There are just a handful of Jews remaining
in Alexandria, several of whom are
caretakers of the city’s remaining
synagogue, well guarded by Egyptian
security forces. Inside the temple, a wall
plaque gratefully acknowledges financial
contributions made by one Ramadan Bey
while throughout Alexandria department
stores still carry the names of their
Jewish former owners.
Yemen
The Jewish community in Yemen is one of
the oldest and at peace with its Arab
neighbors. It numbers only around 300
nowadays, some 43,000 having been
airlifted out of Aden secretly by Israel
during “Operation Flying Carpet” which
took place between 1949 and 1950.
According to an article by Nasser Arrabyee
published in the Gulf News last
year, many of those who remained say that
they “do not want to leave the homeland of
our parents and ancestors”. Some maintain
the Israeli leaders are “very far from the
real Judaism and Torah”.
The official tally shows there are around
400 Jews in Yemen, but other estimates put
the total at 1,500, mainly based in Raydah,
a town 45 kilometers north of the capital
Sana’a.
Raydah resident Yahya Habeeb told Arrabyee
that “Jews live in peace with the Yemeni
tribes and they are not subjected to
annoyance or harassment.”
When Israeli tanks and bulldozers rolled
into Jenin, Yemeni Jews donated both money
and blood to aid the Palestinian people,
some eager to fight against Sharon’s
troops.
The article reports that Yemeni Jews in
Israel often suffer from a sense of
isolation and are discriminated against to
the point where recent émigrés – seven
Jewish families - asked the Israeli
government to send them back to Yemen due
to their inability to adapt to life in
Israel.
Israeli culture is dominated by the
Ashkenazim or European Jewry, which seeks
to obliterate the history and traditions
of Jews from Arab lands.
Jewish writer and activist Professor Ella
Shohat, who was born in Baghdad, bemoans
the disappearing culture of the Arab Jew.
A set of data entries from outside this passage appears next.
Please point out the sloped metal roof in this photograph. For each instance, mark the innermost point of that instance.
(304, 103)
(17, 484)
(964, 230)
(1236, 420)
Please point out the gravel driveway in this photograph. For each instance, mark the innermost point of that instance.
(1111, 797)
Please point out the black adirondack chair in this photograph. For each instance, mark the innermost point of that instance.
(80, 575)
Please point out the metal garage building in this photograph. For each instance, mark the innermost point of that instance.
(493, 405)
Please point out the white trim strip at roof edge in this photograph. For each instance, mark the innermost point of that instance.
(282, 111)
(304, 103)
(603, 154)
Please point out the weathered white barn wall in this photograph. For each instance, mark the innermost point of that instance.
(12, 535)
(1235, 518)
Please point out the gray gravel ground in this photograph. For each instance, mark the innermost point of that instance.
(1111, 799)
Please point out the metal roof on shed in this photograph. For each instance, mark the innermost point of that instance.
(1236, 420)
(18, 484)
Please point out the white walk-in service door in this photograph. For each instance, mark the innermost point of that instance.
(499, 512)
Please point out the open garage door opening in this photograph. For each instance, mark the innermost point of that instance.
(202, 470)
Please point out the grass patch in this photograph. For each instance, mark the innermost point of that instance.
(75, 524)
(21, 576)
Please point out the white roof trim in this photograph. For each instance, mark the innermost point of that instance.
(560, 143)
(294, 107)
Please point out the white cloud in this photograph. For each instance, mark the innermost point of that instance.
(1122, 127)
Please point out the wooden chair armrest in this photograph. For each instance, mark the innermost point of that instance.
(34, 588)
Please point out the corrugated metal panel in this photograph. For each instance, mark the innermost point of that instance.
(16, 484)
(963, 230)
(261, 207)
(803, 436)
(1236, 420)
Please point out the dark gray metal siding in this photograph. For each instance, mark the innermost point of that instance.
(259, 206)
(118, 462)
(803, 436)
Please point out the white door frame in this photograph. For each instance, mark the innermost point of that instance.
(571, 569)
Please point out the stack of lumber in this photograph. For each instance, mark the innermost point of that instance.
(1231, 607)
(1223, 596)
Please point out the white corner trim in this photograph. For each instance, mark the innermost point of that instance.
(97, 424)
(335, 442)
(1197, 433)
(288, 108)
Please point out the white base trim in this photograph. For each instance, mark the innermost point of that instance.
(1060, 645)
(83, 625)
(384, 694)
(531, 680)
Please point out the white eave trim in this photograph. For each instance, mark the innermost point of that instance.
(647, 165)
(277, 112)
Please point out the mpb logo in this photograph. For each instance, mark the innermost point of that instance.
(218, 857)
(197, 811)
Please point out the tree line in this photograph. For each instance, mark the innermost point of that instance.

She writes: “The pervasive notion of ‘one
people’ reunited in their ancient homeland
actively negates any affectionate memory
of life before Israel. We have never been
allowed to mourn a trauma that the images
of Iraq’s destruction only intensified and
crystallized for some of us.
“Our cultural creativity in Arabic, Hebrew
and Aramaic is hardly studied in Israeli
schools and it is becoming difficult to
convince our children that we actually did
exist there, and that some of us are still
there in Iraq, Morocco, Yemen and Iran.”
Shohat recalls her grandmother who when
she first encountered Israeli society in
the 50s was “convinced that the people who
looked, spoke and ate so differently – the
European Jews – were actually European
Christians. Jewish-ness for her generation
was inextricably associated with Middle
Eastern-ness.
“My grandmother,” she writes, “who still
communicates largely in Arabic, had to be
taught to speak of ‘us’ as Jews and ‘them’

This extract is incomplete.